Sydney, 22 dicembre 2025 – Emergono nuovi dettagli sull’attentato terroristico avvenuto lo scorso 14 dicembre a Bondi Beach, nei pressi di Sydney, dove padre e figlio, Sajid e Naveed Akram, hanno compiuto una strage di matrice antisemita. Oltre all’uso di fucili, i due hanno lanciato almeno quattro ordigni esplosivi artigianali, tra cui una cosiddetta “palla da tennis-bomba”, che però non sono esplosi. Le informazioni, riportate da media internazionali tra cui la Bbc, si basano su documenti recentemente resi pubblici dalle autorità australiane.
L’attacco e il ruolo degli ordigni inesplosi
Gli autori dell’attentato a Bondi Beach avevano preparato meticolosamente l’attacco per mesi.
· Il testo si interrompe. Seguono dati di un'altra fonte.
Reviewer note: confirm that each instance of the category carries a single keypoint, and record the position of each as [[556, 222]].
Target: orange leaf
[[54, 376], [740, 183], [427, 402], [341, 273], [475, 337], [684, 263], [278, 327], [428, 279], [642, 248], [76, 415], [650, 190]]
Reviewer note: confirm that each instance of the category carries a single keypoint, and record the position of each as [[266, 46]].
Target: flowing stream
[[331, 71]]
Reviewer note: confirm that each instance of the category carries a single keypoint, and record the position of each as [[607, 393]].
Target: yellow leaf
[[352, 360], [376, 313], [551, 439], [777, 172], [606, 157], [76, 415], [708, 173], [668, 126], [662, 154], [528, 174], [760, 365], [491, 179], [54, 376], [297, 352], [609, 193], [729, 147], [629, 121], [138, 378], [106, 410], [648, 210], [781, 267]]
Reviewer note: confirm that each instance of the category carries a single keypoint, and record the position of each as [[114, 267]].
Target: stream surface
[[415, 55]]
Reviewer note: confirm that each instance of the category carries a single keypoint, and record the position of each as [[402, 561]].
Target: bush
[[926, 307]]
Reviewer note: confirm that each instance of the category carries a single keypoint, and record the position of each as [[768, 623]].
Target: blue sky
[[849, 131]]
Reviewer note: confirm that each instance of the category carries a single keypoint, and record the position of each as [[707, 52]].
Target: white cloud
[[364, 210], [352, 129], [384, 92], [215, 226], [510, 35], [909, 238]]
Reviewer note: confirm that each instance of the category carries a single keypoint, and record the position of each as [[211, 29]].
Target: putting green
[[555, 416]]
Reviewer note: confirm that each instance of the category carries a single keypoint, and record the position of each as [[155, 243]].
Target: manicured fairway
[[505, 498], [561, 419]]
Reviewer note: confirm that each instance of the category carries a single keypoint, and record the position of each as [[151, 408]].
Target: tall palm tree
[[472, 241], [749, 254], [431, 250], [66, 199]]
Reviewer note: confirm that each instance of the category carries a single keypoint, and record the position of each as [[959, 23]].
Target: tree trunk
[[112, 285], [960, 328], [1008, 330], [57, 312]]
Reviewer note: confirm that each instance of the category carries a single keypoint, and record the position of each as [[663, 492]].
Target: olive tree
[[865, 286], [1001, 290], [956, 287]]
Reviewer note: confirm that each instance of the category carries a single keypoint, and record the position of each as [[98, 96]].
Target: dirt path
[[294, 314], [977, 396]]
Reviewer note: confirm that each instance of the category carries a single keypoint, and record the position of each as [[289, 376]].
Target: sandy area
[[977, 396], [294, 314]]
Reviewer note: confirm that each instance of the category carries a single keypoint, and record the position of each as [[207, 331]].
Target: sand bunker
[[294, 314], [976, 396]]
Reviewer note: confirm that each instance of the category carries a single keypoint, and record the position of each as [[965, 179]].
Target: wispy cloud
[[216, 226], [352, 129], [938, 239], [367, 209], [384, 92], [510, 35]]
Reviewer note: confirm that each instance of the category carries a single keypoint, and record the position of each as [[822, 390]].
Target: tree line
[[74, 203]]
Sajid, 50 anni, e Naveed, 24, avevano caricato nel loro veicolo tre armi da fuoco regolarmente detenute, quattro ordigni esplosivi artigianali e due bandiere dello Stato Islamico, che erano state esposte all’interno dei finestrini dell’auto parcheggiata vicino alla spiaggia. Prima di iniziare la sparatoria dal ponte pedonale, hanno lanciato tre bombe artigianali e la “palla da tennis-bomba”, tutte risultate funzionanti ma non esplose. Un quinto ordigno è stato trovato successivamente nel veicolo. Sajid è stato ucciso dalla polizia durante l’attacco, mentre Naveed, gravemente ferito, è stato trasferito dall’ospedale al carcere e ora affronta numerosi capi d’accusa, tra cui 15 per omicidio.
Il profilo degli attentatori di Bondi Beach
Sajid Akram, originario del Pakistan e residente in Australia dal 1998, gestiva un negozio di frutta e verdura e possedeva legalmente numerose armi da fuoco. Il figlio Naveed, nato in Australia, aveva perso il lavoro da operaio da qualche mese e aveva studiato religione. Entrambi avevano registrato un video manifesto a ottobre con la bandiera dello Stato Islamico, mentre filmati sul telefono di Naveed mostrano anche l’addestramento con le armi in una zona rurale del Nuovo Galles del Sud.
Le autorità stanno approfondendo i legami degli Akram con gruppi jihadisti, anche in seguito a precedenti indagini su Naveed, che nel 2019 era stato monitorato senza però essere arrestato. Le indagini tengono conto anche di viaggi recenti, inclusa una trasferta nelle Filippine, e dei contatti con centri islamici locali. La presenza delle bandiere dell’Isis sull’auto e il video manifesto suggeriscono una motivazione ideologica legata allo Stato Islamico.
L’attentato a Bondi Beach ha riaperto il dibattito sulla capacità delle forze di sicurezza australiane di prevenire tali minacce, con critiche per una presunta sottovalutazione del rischio, come denunciato anche da fonti israeliane. Nel 2024, un rapporto della polizia aveva già evidenziato problemi di personale e difficoltà nel monitoraggio, aspetti ora al centro dell’attenzione dopo la tragedia di Bondi Beach.